Public law principles and human rights law protections in the UK domestic courts

Decisions to nationalise businesses can be challenged in the UK domestic courts, with public law principles and human rights law providing protection for investors. Where measures are implemented through secondary legislation (or non-legislative means) there are a range of potential grounds of challenge. In contrast, where primary legislation is used to implement nationalisation, the options for challenges are more limited. However, regardless of the route used, Article 1 of Protocol 1 (A1P1) of the European Convention on Human Rights provides investors with substantive protections (although the remedies the court can grant are different where primary legislation is concerned).

What does A1P1 protect?

A1P1 protects the right to peaceful enjoyment of property. It has long been interpreted as requiring fair compensation to be made available by the state for deprivations of property, while in the case of a "control on use" of property, compensation is less likely to be payable. The first step is establishing an interference with a person's possessions (including those of a company). The court then considers whether that interference is justified. This includes consideration of:

  • a fair balance being struck between the public interest and private rights;
  • more generally, that the measure adopted is proportionate; and
  • the government being afforded a margin of appreciation.

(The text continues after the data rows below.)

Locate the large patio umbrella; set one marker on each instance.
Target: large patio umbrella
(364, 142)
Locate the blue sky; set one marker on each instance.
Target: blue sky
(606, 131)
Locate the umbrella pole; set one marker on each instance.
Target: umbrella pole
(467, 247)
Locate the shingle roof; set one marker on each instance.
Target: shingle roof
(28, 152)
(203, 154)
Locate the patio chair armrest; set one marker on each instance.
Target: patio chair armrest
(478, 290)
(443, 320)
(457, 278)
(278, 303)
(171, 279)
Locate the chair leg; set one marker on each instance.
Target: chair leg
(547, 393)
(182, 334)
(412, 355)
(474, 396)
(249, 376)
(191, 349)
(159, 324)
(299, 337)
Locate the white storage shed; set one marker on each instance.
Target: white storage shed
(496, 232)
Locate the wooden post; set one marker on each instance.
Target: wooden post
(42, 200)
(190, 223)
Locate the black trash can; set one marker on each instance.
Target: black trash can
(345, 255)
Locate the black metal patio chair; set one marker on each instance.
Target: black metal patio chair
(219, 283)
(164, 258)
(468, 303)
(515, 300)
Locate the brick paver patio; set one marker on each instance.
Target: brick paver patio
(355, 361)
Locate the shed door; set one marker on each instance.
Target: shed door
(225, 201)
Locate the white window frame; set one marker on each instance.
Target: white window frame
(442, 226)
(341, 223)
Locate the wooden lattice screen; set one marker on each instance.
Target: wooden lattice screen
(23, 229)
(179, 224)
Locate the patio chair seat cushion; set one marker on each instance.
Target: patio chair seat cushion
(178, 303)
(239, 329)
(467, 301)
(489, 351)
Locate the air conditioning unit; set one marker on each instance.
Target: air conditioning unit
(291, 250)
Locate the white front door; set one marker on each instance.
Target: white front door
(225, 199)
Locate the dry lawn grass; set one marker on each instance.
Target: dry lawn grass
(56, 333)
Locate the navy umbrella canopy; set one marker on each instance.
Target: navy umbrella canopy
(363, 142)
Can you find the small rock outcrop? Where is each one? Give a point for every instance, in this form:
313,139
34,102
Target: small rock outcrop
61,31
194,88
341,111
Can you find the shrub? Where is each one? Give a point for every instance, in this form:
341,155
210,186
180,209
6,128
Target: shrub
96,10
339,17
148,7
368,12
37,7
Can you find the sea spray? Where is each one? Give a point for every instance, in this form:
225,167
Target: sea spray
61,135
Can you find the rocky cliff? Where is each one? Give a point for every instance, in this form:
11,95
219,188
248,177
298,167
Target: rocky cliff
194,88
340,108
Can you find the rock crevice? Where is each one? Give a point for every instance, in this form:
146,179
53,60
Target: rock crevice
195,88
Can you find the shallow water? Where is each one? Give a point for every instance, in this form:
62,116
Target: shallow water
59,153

How is A1P1 used in practice?

From individuals to corporates, A1P1 claims have been brought in a wide range of contexts across a variety of sectors over the years. Plain packaging legislation, food regulations designed to tackle childhood obesity, designations under the sanctions regime, and more recently compensation for poultry culled following bird flu outbreaks have all been the subject of A1P1 claims. The former shareholders of Northern Rock also relied on A1P1 in their challenge to the compensation scheme established following the nationalisation of the bank. In a regulatory context, a notable decision was the award of damages to Infinis plc following its successful A1P1 claim against Ofgem. Even for unsuccessful claims, domestic courts are not necessarily the end of the road. There may be scope to pursue a claim in Strasbourg as complaints alleging breach of A1P1 may also be brought to the European Court of Human Rights once domestic remedies have been exhausted.

Investment treaty protections

A bilateral investment treaty is an agreement between two countries containing reciprocal undertakings for the promotion and protection of private investments made by nationals of the signatories in each other's territories. Such agreements are entered into to provide confidence to private investors in respect of the treatment their investment can expect from the host state (including in relation to compensation in the event of expropriation, non-discriminatory treatment and fair and equitable treatment). The UK has such treaties with many jurisdictions, including China, Hong Kong, India and Singapore.

Similar protections can also be found in certain multilateral investment treaties to which the UK is currently party (including the Energy Charter Treaty which, even though the UK has announced its intention to withdraw, will continue to protect pre-existing investments in the energy sector).

Such safeguards will remain welcome. However reassuringly centrist Labour policy has moved in recent years, the UK's recent history of jarring shifts from both its main political parties will leave many investors wanting to err on the side of caution for years to come.